Il messaggio del nostro vescovo Carlo

Nella Lettera alla sorella Lina (13 ottobre 1886), Luigi Pirandello scrive: «Quando tu, in una parola, vivrai senza la vita, penserai senza un pensiero, sentirai senza cuore? Allora tu non saprai che fare: sarai un viandante senza casa, un uccello senza nido. Io sono così».

Non è forse l’uomo del nostro tempo viandante senza casa e uccello senza nido?

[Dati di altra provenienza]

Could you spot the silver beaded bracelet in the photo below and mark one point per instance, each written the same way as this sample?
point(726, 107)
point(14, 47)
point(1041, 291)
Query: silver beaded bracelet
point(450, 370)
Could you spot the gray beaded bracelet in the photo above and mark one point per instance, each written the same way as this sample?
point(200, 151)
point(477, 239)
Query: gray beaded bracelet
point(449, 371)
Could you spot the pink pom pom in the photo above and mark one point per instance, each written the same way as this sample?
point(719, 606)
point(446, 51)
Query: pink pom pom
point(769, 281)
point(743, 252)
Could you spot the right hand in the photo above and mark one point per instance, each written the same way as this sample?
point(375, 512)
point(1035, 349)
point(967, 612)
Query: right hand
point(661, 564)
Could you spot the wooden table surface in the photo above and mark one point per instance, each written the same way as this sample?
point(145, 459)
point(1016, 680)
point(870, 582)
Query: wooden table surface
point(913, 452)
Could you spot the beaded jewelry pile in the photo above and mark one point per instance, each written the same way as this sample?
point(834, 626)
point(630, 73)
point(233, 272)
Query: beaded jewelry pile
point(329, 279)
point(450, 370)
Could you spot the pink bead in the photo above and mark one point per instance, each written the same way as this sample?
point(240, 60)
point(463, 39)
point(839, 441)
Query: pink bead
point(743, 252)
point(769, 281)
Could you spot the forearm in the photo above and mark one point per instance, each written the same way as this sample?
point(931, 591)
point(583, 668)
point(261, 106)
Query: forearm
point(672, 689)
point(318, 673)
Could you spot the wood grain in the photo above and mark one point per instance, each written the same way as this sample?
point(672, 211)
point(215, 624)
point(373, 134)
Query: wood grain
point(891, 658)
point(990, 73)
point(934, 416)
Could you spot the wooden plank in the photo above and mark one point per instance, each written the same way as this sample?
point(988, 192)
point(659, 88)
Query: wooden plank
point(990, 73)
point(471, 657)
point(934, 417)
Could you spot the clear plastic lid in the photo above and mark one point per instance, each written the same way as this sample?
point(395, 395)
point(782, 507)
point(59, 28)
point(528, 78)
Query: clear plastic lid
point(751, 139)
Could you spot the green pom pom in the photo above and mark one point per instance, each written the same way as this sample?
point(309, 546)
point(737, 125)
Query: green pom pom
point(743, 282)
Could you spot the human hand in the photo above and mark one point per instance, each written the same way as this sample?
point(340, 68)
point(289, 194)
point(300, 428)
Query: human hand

Che rifiuta di avere una meta, di decidersi per un cammino evitando così la fatica di una scelta? Salvo poi cercare giustificazione e senso a quello che ha vissuto istintivamente, non facendo altro che equivocare piccole tappe per grandi mete.
Ecco che il tempo passa senza fatica, ma ahimè senza salario.
La vita, come scriveva Romano Guardini, ha da essere vissuta e realizzata attraverso le incertezze, le paure e se volete anche le angosce, che le diverse crisi – quella della crescita, quella legata all’esperienza, alla crisi del limite e la crisi del distacco – richiedono, collegando l’una all’altra in una vitale gradualità che sola permette una vera crescita. (Cfr. L’età della vita, Milano 2006, p. 33)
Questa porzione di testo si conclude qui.